Prenons le cas des masques : alors que l'on n'en fabriquait plus, près de 300 entreprises françaises se sont converties dans l'urgence et vendent aujourd'hui des pièces lavables en tissu à un prix qui leur permet de couvrir leurs coûts de production. Mais ne nous y trompons pas : dans six mois, lorsqu'il n'y aura plus de pénurie et que les marchandises circuleront de nouveau, le prix mondial des masques baissera et nos coûts de production seront toujours dix fois plus élevés que ceux des pays émergents.

Il convient donc de définir quelles sont les productions stratégiques, et de s'interroger sur le niveau de nos coûts de production, donc des impôts qui pèsent sur celle-ci. L'objectif n'est pas de faire concurrence aux pays à faible coût de main-d'œuvre mais d'encourager notre industrie grâce à une fiscalité idoine et à des signaux prix.

La deuxième priorité de la relance est l'accélération de la transition écologique, que nos concitoyens appellent de leurs vœux. À nouveau, pour s'engager dans des investissements coûteux, il faut envoyer le bon signal prix. Or, à 30 dollars le baril, le prix du pétrole est un mauvais signal : les investissements dans des énergies renouvelables ou la migration des systèmes énergétiques ne sont pas compétitifs. C'est une des données du problème, sans que l'on sache d'ailleurs si ce niveau sera pérenne.

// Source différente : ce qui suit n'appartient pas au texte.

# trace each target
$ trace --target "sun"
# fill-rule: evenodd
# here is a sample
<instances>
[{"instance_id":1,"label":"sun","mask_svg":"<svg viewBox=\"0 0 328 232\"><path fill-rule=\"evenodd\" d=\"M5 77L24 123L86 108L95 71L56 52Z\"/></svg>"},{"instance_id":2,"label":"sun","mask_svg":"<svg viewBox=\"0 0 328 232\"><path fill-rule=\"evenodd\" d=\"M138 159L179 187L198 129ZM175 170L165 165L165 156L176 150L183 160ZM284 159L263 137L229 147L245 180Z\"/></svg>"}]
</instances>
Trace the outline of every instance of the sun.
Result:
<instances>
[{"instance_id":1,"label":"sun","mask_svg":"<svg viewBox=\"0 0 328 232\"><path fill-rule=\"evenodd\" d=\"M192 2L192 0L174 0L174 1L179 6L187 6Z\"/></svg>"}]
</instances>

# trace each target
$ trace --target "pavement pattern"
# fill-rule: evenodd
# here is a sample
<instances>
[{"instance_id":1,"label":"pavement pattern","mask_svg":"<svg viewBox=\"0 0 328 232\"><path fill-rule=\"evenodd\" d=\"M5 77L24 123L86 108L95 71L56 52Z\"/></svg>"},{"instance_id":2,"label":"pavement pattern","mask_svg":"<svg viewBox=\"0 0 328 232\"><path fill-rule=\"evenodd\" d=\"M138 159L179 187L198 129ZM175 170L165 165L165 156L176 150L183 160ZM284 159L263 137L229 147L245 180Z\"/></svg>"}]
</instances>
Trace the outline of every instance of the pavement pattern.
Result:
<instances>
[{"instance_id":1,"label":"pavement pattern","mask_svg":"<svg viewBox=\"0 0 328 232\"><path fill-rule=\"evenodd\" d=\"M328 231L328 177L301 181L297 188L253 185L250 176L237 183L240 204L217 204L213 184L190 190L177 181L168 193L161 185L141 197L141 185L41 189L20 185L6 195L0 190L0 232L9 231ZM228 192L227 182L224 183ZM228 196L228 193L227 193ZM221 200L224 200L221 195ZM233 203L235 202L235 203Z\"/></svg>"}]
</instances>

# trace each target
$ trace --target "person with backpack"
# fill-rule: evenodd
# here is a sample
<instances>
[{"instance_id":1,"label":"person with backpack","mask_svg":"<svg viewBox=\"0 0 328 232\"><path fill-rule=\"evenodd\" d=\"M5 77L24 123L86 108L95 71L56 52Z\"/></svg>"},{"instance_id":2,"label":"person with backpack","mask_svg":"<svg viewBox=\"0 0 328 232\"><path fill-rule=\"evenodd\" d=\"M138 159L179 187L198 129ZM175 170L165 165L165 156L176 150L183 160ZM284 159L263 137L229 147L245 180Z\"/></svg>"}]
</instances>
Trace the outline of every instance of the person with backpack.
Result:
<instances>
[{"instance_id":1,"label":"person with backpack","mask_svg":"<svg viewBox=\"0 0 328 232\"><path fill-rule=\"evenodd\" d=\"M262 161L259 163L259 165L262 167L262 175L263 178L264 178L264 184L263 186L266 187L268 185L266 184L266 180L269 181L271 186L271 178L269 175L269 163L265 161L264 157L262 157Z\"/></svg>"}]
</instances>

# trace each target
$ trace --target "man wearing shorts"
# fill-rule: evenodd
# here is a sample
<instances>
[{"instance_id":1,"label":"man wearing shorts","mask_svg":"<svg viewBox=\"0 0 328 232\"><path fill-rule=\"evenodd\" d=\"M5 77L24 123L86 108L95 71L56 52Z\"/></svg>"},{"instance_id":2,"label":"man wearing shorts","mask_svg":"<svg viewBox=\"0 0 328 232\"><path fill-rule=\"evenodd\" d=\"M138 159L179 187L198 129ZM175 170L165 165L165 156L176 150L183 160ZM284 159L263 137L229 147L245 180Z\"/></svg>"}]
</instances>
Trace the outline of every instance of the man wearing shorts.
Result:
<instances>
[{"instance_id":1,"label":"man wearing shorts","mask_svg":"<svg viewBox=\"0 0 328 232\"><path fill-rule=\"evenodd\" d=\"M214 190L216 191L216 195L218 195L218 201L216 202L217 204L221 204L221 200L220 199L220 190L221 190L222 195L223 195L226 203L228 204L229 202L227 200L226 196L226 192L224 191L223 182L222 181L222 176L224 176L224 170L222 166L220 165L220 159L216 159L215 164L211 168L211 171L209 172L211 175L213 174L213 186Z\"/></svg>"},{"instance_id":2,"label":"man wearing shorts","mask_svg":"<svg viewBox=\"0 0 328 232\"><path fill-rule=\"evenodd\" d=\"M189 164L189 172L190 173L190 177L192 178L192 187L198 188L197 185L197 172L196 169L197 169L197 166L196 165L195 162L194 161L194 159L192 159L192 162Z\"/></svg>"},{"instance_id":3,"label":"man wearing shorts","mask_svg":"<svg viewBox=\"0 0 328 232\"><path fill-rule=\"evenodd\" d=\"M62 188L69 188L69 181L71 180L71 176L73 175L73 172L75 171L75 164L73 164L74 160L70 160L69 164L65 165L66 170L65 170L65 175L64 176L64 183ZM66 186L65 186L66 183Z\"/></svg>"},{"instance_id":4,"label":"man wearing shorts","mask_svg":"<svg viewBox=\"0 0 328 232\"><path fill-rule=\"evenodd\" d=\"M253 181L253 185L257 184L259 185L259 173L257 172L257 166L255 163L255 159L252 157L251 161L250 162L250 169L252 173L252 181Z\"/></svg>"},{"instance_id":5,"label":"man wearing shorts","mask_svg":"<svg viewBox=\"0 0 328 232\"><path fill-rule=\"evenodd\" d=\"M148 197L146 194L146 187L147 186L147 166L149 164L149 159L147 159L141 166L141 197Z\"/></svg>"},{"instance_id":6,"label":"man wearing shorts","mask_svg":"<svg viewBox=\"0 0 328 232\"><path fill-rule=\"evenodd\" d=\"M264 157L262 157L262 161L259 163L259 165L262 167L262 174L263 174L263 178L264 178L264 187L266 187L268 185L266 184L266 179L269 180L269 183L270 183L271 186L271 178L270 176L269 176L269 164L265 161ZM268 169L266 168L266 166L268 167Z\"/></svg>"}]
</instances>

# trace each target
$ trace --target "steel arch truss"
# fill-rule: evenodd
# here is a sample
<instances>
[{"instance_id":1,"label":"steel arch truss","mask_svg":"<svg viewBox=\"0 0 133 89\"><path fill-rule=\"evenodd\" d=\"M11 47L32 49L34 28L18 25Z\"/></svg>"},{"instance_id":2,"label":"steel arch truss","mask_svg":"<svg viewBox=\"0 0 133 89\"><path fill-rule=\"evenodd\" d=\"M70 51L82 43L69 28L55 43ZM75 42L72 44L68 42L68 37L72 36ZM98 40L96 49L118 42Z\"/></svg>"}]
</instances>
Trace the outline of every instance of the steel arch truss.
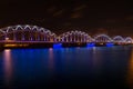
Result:
<instances>
[{"instance_id":1,"label":"steel arch truss","mask_svg":"<svg viewBox=\"0 0 133 89\"><path fill-rule=\"evenodd\" d=\"M124 40L123 37L116 36L116 37L113 38L113 42L114 42L114 43L124 43L125 40Z\"/></svg>"},{"instance_id":2,"label":"steel arch truss","mask_svg":"<svg viewBox=\"0 0 133 89\"><path fill-rule=\"evenodd\" d=\"M82 31L68 31L60 37L61 42L92 42L93 39L85 32Z\"/></svg>"},{"instance_id":3,"label":"steel arch truss","mask_svg":"<svg viewBox=\"0 0 133 89\"><path fill-rule=\"evenodd\" d=\"M98 34L94 37L95 42L108 43L112 42L112 39L106 34Z\"/></svg>"},{"instance_id":4,"label":"steel arch truss","mask_svg":"<svg viewBox=\"0 0 133 89\"><path fill-rule=\"evenodd\" d=\"M4 40L8 38L9 40L14 41L45 41L45 42L54 42L55 33L52 33L50 30L44 28L40 28L37 26L13 26L1 29L0 36L2 37L0 40Z\"/></svg>"}]
</instances>

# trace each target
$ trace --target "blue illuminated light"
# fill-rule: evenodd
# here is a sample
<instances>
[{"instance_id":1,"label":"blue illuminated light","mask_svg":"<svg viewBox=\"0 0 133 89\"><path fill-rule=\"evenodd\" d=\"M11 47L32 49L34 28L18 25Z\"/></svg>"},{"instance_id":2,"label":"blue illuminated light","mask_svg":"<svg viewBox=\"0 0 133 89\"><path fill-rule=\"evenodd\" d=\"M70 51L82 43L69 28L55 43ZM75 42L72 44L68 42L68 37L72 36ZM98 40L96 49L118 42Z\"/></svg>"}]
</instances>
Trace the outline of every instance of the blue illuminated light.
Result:
<instances>
[{"instance_id":1,"label":"blue illuminated light","mask_svg":"<svg viewBox=\"0 0 133 89\"><path fill-rule=\"evenodd\" d=\"M53 43L53 48L62 48L62 43Z\"/></svg>"},{"instance_id":2,"label":"blue illuminated light","mask_svg":"<svg viewBox=\"0 0 133 89\"><path fill-rule=\"evenodd\" d=\"M106 43L106 47L112 47L114 46L114 43Z\"/></svg>"},{"instance_id":3,"label":"blue illuminated light","mask_svg":"<svg viewBox=\"0 0 133 89\"><path fill-rule=\"evenodd\" d=\"M88 43L86 47L94 47L95 43Z\"/></svg>"}]
</instances>

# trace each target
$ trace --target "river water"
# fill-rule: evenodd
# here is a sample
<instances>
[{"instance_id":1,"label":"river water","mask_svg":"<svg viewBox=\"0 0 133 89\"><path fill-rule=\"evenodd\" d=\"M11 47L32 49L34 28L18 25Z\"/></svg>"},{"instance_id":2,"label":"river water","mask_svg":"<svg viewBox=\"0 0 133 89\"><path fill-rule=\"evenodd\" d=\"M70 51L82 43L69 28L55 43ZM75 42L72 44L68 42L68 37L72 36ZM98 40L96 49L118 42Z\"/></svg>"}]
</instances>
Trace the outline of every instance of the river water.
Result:
<instances>
[{"instance_id":1,"label":"river water","mask_svg":"<svg viewBox=\"0 0 133 89\"><path fill-rule=\"evenodd\" d=\"M0 89L133 89L130 46L4 49Z\"/></svg>"}]
</instances>

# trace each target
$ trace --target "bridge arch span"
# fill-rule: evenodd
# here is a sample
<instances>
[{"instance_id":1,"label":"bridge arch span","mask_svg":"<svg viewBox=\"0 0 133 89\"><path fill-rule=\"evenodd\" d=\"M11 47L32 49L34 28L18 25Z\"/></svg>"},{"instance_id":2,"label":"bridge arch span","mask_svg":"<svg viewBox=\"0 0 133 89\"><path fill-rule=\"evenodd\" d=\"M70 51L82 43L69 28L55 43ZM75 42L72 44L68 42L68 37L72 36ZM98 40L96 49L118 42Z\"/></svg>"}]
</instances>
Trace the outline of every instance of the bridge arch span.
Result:
<instances>
[{"instance_id":1,"label":"bridge arch span","mask_svg":"<svg viewBox=\"0 0 133 89\"><path fill-rule=\"evenodd\" d=\"M124 40L124 38L121 37L121 36L115 36L115 37L113 38L113 42L120 44L120 43L124 43L125 40Z\"/></svg>"},{"instance_id":2,"label":"bridge arch span","mask_svg":"<svg viewBox=\"0 0 133 89\"><path fill-rule=\"evenodd\" d=\"M92 42L93 39L83 31L68 31L59 36L61 42Z\"/></svg>"},{"instance_id":3,"label":"bridge arch span","mask_svg":"<svg viewBox=\"0 0 133 89\"><path fill-rule=\"evenodd\" d=\"M124 41L125 43L133 43L133 39L131 37L126 37Z\"/></svg>"}]
</instances>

S'agissant du dispositif d'exonération de charges, il faut l'améliorer pour les secteurs connexes, mais le vrai problème tient au fait qu'une partie de notre économie sera durablement dans le rouge à cause des mesures sanitaires. Si celles-ci sont maintenues telles quelles pendant vingt-quatre mois, je ne vois pas comment on s'en sortira. Et personne ici ne considère qu'être payé par l'État pour perdre de l'argent soit une solution.

En revanche, nous pouvons, en concertation avec les organisations syndicales et le ministre du travail, reprendre mesure par mesure les guides sanitaires élaborés dans l'urgence par nécessité afin de les optimiser, de les assouplir pour rendre leur application moins coûteuse tout en préservant un même niveau de sécurité sanitaire. Le benchmark européen que nous avons demandé pour chaque secteur devrait nous aider dans cette tâche.

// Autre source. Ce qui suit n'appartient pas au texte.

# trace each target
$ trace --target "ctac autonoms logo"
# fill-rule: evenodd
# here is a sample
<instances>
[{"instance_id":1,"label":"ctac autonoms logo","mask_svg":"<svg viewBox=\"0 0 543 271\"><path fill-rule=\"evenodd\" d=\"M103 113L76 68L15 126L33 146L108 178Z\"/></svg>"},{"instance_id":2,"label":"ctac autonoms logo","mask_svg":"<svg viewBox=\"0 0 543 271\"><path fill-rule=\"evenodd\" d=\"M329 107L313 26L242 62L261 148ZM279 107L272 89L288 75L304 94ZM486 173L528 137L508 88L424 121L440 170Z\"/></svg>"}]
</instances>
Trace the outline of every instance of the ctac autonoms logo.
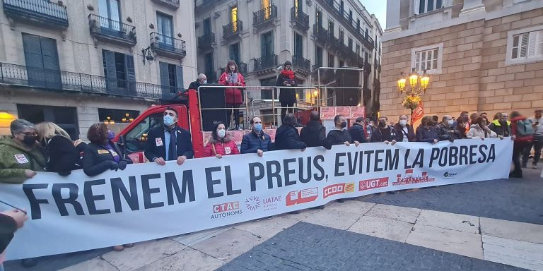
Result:
<instances>
[{"instance_id":1,"label":"ctac autonoms logo","mask_svg":"<svg viewBox=\"0 0 543 271\"><path fill-rule=\"evenodd\" d=\"M445 173L443 173L443 178L444 179L454 179L455 177L456 177L456 174L457 174L456 172L445 171Z\"/></svg>"},{"instance_id":2,"label":"ctac autonoms logo","mask_svg":"<svg viewBox=\"0 0 543 271\"><path fill-rule=\"evenodd\" d=\"M211 219L216 219L217 218L241 215L242 210L240 210L240 203L234 201L213 205L213 213L214 215L211 215Z\"/></svg>"},{"instance_id":3,"label":"ctac autonoms logo","mask_svg":"<svg viewBox=\"0 0 543 271\"><path fill-rule=\"evenodd\" d=\"M256 211L260 207L260 198L253 195L245 199L245 207L251 211Z\"/></svg>"}]
</instances>

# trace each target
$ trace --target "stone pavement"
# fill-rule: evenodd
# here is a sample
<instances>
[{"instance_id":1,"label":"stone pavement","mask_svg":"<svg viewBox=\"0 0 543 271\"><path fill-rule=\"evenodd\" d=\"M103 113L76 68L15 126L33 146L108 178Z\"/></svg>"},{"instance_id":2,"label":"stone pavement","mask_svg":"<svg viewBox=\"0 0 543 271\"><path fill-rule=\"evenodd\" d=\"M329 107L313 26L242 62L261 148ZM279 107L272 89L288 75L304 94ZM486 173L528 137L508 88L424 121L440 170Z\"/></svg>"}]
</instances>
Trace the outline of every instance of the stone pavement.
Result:
<instances>
[{"instance_id":1,"label":"stone pavement","mask_svg":"<svg viewBox=\"0 0 543 271\"><path fill-rule=\"evenodd\" d=\"M322 210L139 243L122 252L103 249L47 257L28 269L7 263L6 270L274 270L305 266L339 270L357 270L351 269L356 265L366 268L366 263L373 267L360 270L518 270L495 263L499 263L543 270L543 181L539 172L527 170L524 179L334 202ZM466 185L470 186L457 187ZM298 239L293 236L296 232ZM318 265L320 260L329 263L327 269ZM243 269L245 263L252 267ZM402 268L391 267L395 265Z\"/></svg>"}]
</instances>

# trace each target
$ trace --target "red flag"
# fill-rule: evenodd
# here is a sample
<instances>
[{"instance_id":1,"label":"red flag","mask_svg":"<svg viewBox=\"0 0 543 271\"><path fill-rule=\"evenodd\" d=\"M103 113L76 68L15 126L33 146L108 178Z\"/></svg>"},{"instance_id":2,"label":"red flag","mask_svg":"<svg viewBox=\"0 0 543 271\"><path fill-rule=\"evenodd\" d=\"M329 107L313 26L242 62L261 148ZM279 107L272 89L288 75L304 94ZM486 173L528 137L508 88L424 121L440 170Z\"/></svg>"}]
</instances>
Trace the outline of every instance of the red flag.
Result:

Dans l'article publié à partir de l'entretien que j'ai donné au Financial Times la semaine dernière, le journaliste a retenu pour son titre l'idée de la fin du monopole de l'Île-de-France. J'ai émis, avec beaucoup de prudence, l'hypothèse que l'une des conséquences de la pandémie serait le ralentissement, voire le renversement de la métropolisation de l'économie.

À mon arrivée au MEDEF, partant du constat que 80 % des emplois créés ces dix dernières années l'avaient été dans neuf de nos vingt-deux métropoles, j'ai créé la commission croissance et territoires. Dans tout le monde occidental, les emplois se concentrent en effet dans les grandes métropoles internationales et universitaires. Si cette polarisation peut fonctionner à Singapour, elle n'est pas acceptable socialement et démocratiquement dans un État qui compte 67 millions d'habitants et 36 000 communes. Certaines observations laissent penser que cette tendance pourrait s'inverser, même s'il faut lire ces signes avec précaution. Une partie de ma famille étant originaire de Châtellerault, je sais combien il est difficile de créer de l'emploi qualifié dans des villes moyennes qui n'ont pas d'atout particulier à faire valoir.

Il me paraît nécessaire d'ouvrir une réflexion sur les moyens d'encourager ce mouvement, et la pandémie a montré que l'État centralisateur était moins agile à prendre des initiatives que les acteurs de terrain, entreprises ou élus locaux.

Concernant l'organisation du travail, des effets positifs ont été observés, mais le télétravail a aussi laissé de côté certains salariés, dont le rôle dans l'entreprise a été minoré. Et si la période a vu le dialogue social s'intensifier, il est trop tôt pour savoir si celui-ci en sortira durablement apaisé.